Murat Akman 18 yaşına geldiğinde evi gibi bildiği ÇEK'dan ayrılmış..!

Ancak Ç.E.K.İle bağlantısını hiç koparmamış ve oradaki çocuklara yardımcı olabilmek için elinden geleni yapmış..!

Askerlik görevini komando olarak yerine getirirken devletin kendisine bağladığı maaşı çocukların ihtiyaçları için Ç.E.K.'na göndermiş.

Çıktıkları operasyonlar da hayati tehlikesi olması sebebiyle son mektubu olabileceğini düşündüğü bir mektubunu birlikte büyüdüğü bir arkadaşına ulaştırılmak üzere bir asker arkadaşına emanet etmiş..!

Murat Akman ŞEHİT olunca mektubunu teslim ettiği arkadaşıyla birlikte büyüyen arkadaşına ulaştırmış..!

Mektup bu arkadaşı tarafından Murat Akman'ın vasiyeti üzerine bir yayın kuruluşuna belirli bir meblağ karşılığı devredilmiş ve şehit askerin vasiyeti üzerine medya kuruluşunun ödediği para Murat'ın büyüdüğü çocuk esirgeme kurumuna bağışlanmış..!

İşte Şehit Murat'ın yayınlanan SON MEKTUBU...........

"Bu yazı bir komando uzman çavuş mektubudur ve siz bu mektubu gazeteden okuyorsanız ölmüşüm demektir.

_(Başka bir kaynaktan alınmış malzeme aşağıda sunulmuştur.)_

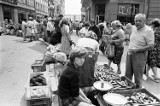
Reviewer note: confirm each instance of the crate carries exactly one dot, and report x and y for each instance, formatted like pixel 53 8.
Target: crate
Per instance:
pixel 37 92
pixel 129 93
pixel 120 88
pixel 39 102
pixel 38 66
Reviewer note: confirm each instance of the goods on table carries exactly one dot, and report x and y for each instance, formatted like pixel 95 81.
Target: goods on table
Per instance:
pixel 122 83
pixel 38 80
pixel 38 66
pixel 105 73
pixel 114 99
pixel 140 96
pixel 102 85
pixel 37 86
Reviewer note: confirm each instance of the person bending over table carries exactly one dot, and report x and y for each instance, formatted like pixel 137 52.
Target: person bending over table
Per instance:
pixel 68 89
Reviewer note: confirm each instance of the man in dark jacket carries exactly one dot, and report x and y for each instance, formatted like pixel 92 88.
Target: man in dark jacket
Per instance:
pixel 56 36
pixel 95 29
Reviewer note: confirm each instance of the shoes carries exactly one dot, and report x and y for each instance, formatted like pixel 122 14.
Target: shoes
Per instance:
pixel 144 77
pixel 157 80
pixel 118 71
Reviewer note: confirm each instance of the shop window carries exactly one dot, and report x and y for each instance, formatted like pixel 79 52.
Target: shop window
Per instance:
pixel 127 12
pixel 8 12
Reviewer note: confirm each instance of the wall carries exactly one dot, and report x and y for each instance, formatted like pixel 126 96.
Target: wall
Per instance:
pixel 153 9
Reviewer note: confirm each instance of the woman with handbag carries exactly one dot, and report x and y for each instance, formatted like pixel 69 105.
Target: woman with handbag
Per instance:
pixel 117 40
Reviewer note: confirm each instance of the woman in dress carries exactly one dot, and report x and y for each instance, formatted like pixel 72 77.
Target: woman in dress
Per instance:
pixel 154 54
pixel 65 39
pixel 117 41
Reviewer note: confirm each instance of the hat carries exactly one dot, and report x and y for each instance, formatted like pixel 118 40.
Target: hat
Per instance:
pixel 86 24
pixel 77 52
pixel 92 21
pixel 92 35
pixel 60 57
pixel 117 23
pixel 155 22
pixel 49 18
pixel 60 15
pixel 30 18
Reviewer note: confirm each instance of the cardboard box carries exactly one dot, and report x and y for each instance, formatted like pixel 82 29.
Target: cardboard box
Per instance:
pixel 38 66
pixel 37 92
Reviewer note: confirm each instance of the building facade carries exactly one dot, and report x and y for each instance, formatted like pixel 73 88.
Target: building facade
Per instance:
pixel 123 10
pixel 8 10
pixel 56 7
pixel 41 8
pixel 17 10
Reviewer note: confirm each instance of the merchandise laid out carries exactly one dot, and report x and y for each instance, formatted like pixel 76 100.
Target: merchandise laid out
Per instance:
pixel 120 91
pixel 111 89
pixel 43 81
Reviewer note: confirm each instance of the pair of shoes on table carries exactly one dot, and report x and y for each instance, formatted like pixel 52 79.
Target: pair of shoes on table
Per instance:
pixel 157 80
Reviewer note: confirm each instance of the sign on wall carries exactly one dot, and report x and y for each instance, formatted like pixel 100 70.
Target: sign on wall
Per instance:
pixel 128 9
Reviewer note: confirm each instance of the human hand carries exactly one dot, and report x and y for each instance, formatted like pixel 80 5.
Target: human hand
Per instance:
pixel 88 100
pixel 132 51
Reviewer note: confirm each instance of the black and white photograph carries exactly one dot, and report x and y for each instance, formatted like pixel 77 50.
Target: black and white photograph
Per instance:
pixel 79 52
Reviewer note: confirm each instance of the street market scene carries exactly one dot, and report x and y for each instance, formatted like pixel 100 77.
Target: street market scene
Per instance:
pixel 80 52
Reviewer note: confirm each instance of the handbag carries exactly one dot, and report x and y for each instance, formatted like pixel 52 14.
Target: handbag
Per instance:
pixel 109 51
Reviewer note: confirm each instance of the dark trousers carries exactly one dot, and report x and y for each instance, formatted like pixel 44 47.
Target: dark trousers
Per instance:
pixel 87 70
pixel 135 65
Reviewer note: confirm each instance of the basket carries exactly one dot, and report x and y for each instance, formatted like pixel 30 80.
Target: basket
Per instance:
pixel 37 92
pixel 39 102
pixel 128 93
pixel 118 85
pixel 38 66
pixel 104 72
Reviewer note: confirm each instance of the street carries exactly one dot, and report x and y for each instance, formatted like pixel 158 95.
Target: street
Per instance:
pixel 16 57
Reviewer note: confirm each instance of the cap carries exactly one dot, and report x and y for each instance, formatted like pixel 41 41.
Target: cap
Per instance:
pixel 77 52
pixel 92 35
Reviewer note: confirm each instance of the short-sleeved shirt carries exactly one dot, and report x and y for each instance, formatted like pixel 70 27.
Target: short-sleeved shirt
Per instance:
pixel 141 38
pixel 84 31
pixel 88 42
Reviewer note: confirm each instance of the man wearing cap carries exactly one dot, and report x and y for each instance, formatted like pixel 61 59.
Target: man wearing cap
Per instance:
pixel 95 29
pixel 68 89
pixel 83 32
pixel 50 29
pixel 56 37
pixel 141 40
pixel 30 27
pixel 87 69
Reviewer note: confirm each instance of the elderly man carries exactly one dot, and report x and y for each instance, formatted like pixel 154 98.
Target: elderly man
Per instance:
pixel 141 40
pixel 87 69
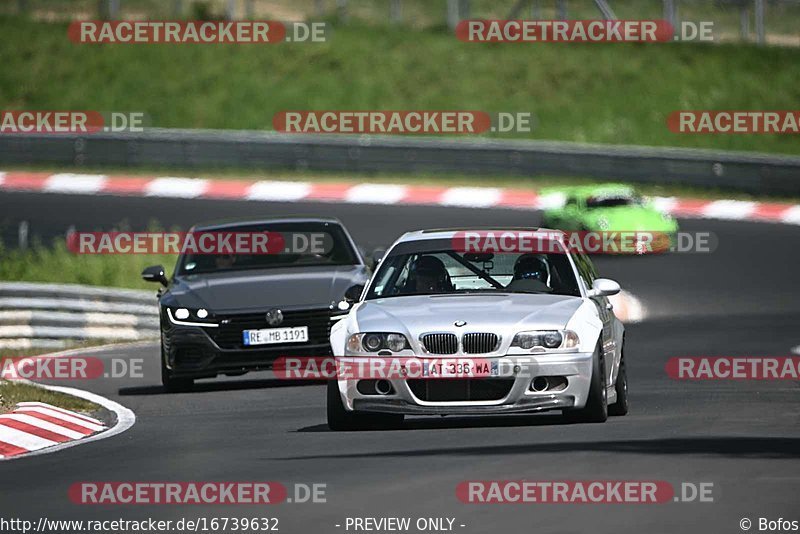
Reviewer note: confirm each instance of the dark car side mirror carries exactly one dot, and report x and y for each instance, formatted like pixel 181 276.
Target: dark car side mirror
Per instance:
pixel 353 292
pixel 155 273
pixel 377 256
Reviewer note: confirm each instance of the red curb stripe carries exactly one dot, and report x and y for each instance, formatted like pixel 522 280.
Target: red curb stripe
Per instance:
pixel 25 181
pixel 689 207
pixel 518 198
pixel 124 185
pixel 60 422
pixel 227 189
pixel 331 192
pixel 60 410
pixel 35 430
pixel 770 211
pixel 7 449
pixel 424 195
pixel 328 191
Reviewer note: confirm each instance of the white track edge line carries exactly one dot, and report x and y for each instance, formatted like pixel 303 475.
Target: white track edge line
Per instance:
pixel 125 417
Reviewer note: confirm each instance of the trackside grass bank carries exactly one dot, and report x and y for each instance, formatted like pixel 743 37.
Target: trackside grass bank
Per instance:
pixel 615 93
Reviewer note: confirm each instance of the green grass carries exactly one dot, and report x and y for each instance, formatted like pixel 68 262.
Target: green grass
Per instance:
pixel 13 392
pixel 609 93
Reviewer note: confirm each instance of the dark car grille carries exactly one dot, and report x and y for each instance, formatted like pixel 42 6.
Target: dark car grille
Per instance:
pixel 229 335
pixel 455 389
pixel 440 343
pixel 480 343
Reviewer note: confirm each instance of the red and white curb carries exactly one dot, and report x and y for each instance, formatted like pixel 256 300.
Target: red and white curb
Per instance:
pixel 34 426
pixel 366 193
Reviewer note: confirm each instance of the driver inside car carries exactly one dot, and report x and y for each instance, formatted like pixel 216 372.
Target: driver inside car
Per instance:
pixel 428 275
pixel 530 275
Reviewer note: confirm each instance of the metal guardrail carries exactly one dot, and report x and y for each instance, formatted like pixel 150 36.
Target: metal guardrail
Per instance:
pixel 51 315
pixel 206 149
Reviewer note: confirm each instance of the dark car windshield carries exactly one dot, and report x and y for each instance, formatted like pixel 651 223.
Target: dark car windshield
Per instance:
pixel 304 244
pixel 450 272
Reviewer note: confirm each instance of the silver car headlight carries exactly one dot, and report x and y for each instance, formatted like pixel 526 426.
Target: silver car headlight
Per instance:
pixel 191 317
pixel 371 342
pixel 546 340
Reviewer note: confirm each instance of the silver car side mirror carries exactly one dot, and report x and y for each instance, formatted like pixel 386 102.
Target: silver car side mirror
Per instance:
pixel 604 287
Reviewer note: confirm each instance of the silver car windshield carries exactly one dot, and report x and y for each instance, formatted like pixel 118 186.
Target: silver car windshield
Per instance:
pixel 450 272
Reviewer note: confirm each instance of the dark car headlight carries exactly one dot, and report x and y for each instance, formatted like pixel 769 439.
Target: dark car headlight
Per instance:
pixel 191 317
pixel 371 342
pixel 546 340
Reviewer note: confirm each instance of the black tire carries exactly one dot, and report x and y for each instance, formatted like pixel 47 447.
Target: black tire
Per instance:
pixel 340 419
pixel 596 409
pixel 171 383
pixel 620 407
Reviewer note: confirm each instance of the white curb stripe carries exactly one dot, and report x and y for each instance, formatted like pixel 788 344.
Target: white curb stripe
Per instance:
pixel 376 194
pixel 75 183
pixel 62 410
pixel 476 197
pixel 729 209
pixel 172 187
pixel 64 417
pixel 792 215
pixel 278 191
pixel 44 425
pixel 23 440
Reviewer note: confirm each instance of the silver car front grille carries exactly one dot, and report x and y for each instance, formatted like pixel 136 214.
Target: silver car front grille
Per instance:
pixel 480 343
pixel 440 343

Bir ailem olsaydı bu mektubu onlara yollamak isterdim ama yok.

Size koğuştaki ranzamdan yazıyorum. Şu an etrafımda Adana, Ağrı, Sivas, Edirne, Diyarbakır, Ankara, Antalya, İzmir, Urfa, Trabzon... Türkiye'nin dört bir yanından birbirini tanımayan ama birbirlerinin canını korumaya yemin etmiş bir sürü asker var. Birazdan operasyona gideceğiz, tek dileğimiz kayıp vermeden geri gelmek.

İlerde ölürsem eğer diye bir mektup yazmak çok zor. Aklına getirmek istemez ya insan ölümü, hani her zaman bir umut vardır ya. Askerliğim bittikten sonra yırtıp atacaktım bu mektubu ama şu an okuyorsanız yırtamadım demektir. Zaten pek de kalem tutmaz elim. Silah tutmayı daha iyi bilirim. Sizi korumam için siz öğrettiniz silah tutmayı.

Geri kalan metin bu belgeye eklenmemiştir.